JS: There are two pieces of yours that I’ve always wanted to ask you about. One of them was at the Clocktower in New York over twenty years ago—you took the windows out. For me it was extraordinary. It was in one sense such a simple gesture and yet so complicated, and it made the space so full and clear. That was part of a body of work that you were doing in the ’70s.
MA: Yes, 1976.
JS: How were those interventions different, if they were, from these later ones? In some ways it was working with the same vocabulary that you still use to amplify a structure.
MA: Generally speaking, the later ones take on more political and social questions than the earlier interventions. They are structured more as a tool with which the viewing public can work on the problems I am describing or outlining.
JS: It seems in many ways you keep returning to the revelation of systems specific to a structure, an institution.
MA: Yes, I’m still very much involved in that—for instance in The Museum of Modern Art work I did on listing the deaccessions.
JS: That was the second of the pieces I was going to ask you about.

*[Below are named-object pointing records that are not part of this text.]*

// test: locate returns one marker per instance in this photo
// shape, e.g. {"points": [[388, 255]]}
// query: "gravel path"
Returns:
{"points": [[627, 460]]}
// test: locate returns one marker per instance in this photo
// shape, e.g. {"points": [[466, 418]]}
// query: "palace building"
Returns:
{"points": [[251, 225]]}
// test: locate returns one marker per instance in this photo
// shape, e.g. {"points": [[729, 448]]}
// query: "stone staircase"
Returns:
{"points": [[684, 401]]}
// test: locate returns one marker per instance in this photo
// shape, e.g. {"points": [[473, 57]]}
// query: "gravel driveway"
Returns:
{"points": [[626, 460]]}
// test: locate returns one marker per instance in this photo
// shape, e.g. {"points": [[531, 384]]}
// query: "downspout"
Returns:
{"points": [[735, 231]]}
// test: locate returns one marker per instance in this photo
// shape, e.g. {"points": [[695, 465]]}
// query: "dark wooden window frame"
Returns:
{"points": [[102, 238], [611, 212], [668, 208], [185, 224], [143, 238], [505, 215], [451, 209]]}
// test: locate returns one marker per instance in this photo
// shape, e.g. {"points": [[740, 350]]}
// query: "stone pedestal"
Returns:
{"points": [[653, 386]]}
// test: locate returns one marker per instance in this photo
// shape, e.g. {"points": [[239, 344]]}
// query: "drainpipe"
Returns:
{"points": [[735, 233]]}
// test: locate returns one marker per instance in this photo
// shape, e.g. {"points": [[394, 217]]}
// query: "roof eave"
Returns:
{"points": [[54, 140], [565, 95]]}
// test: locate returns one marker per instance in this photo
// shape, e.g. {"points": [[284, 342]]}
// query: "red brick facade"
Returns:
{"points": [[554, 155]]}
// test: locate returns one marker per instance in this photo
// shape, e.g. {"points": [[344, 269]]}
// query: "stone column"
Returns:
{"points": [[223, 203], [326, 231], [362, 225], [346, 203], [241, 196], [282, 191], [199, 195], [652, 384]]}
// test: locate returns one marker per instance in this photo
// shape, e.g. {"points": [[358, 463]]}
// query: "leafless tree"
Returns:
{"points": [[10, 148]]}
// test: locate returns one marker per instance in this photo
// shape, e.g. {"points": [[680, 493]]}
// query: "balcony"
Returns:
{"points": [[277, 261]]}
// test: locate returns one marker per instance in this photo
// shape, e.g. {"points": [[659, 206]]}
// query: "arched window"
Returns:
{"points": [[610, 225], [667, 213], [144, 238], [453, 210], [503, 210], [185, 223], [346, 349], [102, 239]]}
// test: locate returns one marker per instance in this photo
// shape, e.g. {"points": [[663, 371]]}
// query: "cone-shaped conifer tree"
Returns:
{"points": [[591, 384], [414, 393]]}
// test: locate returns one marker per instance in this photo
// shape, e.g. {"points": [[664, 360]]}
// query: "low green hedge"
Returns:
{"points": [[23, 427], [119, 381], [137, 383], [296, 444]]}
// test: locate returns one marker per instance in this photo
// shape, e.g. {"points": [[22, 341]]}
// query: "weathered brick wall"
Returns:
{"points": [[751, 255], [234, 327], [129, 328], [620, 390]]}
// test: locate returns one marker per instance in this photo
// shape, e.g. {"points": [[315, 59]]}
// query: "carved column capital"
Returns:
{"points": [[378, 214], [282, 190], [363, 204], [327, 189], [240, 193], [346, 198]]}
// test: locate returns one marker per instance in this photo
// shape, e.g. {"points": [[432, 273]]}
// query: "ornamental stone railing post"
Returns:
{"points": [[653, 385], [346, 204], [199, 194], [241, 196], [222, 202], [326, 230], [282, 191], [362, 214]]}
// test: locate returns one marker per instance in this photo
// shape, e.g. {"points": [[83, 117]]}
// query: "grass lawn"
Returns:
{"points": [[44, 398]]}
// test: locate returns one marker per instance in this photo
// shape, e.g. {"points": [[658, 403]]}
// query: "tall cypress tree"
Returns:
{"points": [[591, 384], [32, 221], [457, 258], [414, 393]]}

MA: It’s the same thing, just in a different way. The collection of the Modern represents the canon of modernism that I had come to understand in school. I assumed that everything they brought in was very specific to that canon, and they would never want to get rid of anything. On the other hand, when I started to learn more about The Museum of Modern Art, I came across an article about something they might have gotten rid of. At some point I began to realize that the objects that were treasures were also quite transferable. The catalogue is left as a list for the viewer to further inquire about what changes take place once the deaccessions are made.
JS: What about the flip side of that, the idea of making something that’s rock permanent—of making an outdoor sculpture? The Stuart Collection piece was your first of these in the United States.
MA: You’re right. It is granite, a traditional material. I decided to go all the way and see if the same material could operate in completely the opposite way from the original monument, and could this become a tool to reevaluate how the representations of different institutions are displayed in public.
JS: It was pointed out to me while I was on campus—I’m not sure I would have noticed on my own—that there is a “signature” of sorts, or at least a plaque, identifying your work. But it’s ankle high, on the curbstone.
MA: Well, I did want to take responsibility for it. I didn’t want it to be totally anonymous. I wanted to account for the fact that it would be on the Stuart Collection map and that it was a work of art. Similarly, I wanted there to be a person’s intent clearly registered behind my artwork, rather than having an institutional origin as the other marker on the parkway. I think if our artworks were truly public and the community helped conceive and fabricate our projects, there would be no need to claim authorship. On the other hand, you might want to ask how we can claim authorship when most of our ideas for artworks come from the public domain.
JS: And why, to play devil’s advocate, shouldn’t the author of a work of art be in the foreground?
MA: I think he or she should. Absolutely. It’s just in this particular situation, where one is almost involved in making monuments—not monuments, these markers, which are part of autonomous production—I would prefer that that be secondary.